Like Orion, Emerson lived through the winter until it was March and the snow melted. He was so peaceful, Cora needed the assurance of Ned and Madge that he was dead. Blanche ran off and hid where neither Rosalene nor Caroline could find her. “Let her be,” said Madge. “She's looking for him.” Emerson had never liked the Battle Creek pastor, but that was where both Orion and Belle were buried. Where the earth appeared to be sunken a space was reserved for Cora. In the shade of the trees the women sat in the cars, fanning the air with newspapers. The light glared; a chill wind blew into Cora's face. But Madge remarked that Emerson would like it now that the trees were grown. There were neighbors at the service whose names Cora had forgotten, or never known. How strange the men looked to be standing in the open without their hats. They wore the solemnly blank expressions of young heifers lined up at a fence. She thought of Sharon, but she put from her mind what had been said.

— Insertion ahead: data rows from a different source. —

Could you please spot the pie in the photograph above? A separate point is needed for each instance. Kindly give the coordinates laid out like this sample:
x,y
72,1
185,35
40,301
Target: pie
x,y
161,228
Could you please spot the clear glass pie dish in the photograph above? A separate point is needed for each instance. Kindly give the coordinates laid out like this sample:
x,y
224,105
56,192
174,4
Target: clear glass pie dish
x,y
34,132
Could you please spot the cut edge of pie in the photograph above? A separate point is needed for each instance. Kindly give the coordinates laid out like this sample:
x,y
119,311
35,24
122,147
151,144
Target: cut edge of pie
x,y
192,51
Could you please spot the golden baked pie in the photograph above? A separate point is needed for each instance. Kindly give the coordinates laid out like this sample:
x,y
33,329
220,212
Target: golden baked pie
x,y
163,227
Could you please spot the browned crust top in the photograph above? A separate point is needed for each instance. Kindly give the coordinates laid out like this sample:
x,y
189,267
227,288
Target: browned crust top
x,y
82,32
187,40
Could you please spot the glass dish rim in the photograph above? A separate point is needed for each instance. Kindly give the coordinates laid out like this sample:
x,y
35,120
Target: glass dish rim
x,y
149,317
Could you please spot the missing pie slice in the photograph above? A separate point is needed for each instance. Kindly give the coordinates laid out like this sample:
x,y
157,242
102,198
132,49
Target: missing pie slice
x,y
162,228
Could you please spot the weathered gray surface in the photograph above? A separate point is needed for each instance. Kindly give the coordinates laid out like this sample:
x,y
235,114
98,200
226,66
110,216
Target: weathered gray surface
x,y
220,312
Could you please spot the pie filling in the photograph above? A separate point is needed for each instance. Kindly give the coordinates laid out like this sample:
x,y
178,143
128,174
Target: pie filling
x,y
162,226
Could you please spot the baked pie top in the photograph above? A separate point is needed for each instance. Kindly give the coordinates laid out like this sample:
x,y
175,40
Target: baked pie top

For Cora to live on the farm alone was unthinkable, until they thought it. It was what she knew. Who else would know where to look for the eggs? As soon as he could, with the war ended, Ned would put in her inside toilet. She would burn cobs in the range to cook, but
oil in the coal burner for heat. In January she could visit with Madge if the feuding of the girls didn't drive her crazy, which it did. Madge called her twice a week to chat, and ask how she was. When Cora said that at her age one day was like another, but the nights were different, she felt shooting pains where the horse had bit her, that's what she had felt. Only later, when she thought about it, did it occur to her that it had not been a horse.
The old tree that had once shaded the house now let in so much light she had to keep the shades drawn. Everywhere she went, in the barn or the pump shed, in the cobhouse or the storm cave, or where the rakes and harrows were overgrown with grass, or along the cow trail that led to the pasture, she would find something Emerson had put down and forgotten to pick up. A tool or a hoe, pieces of grindstone, the blade of a scythe without the handle, the right hand of a pair of gloves, taken off so he could search his pockets for matches. In the muck of the stable, a pair of rubber boots. In the pocket of a sweater on a nail in the barn, a lump of half-sucked hoarhound in a piece of bread wrapper. She left it in the pocket, but brought the sweater back to a hook on the porch.
Boards in the sheds broke under her weight, little as it was. In the upstairs bedrooms bats whooshed through the holes in the screens, stirring the curtains. In the seat of the platform rocker she found an egg. Were the hens moving in with her? It confounded her to ponder how it had got there. In a dresser drawer full of Fayrene's doll clothes she found what had once
been kittens. By lamplight she darned the stockings Madge brought her, the screen at her back crawling with insects. In the winter she did afghans and quilts.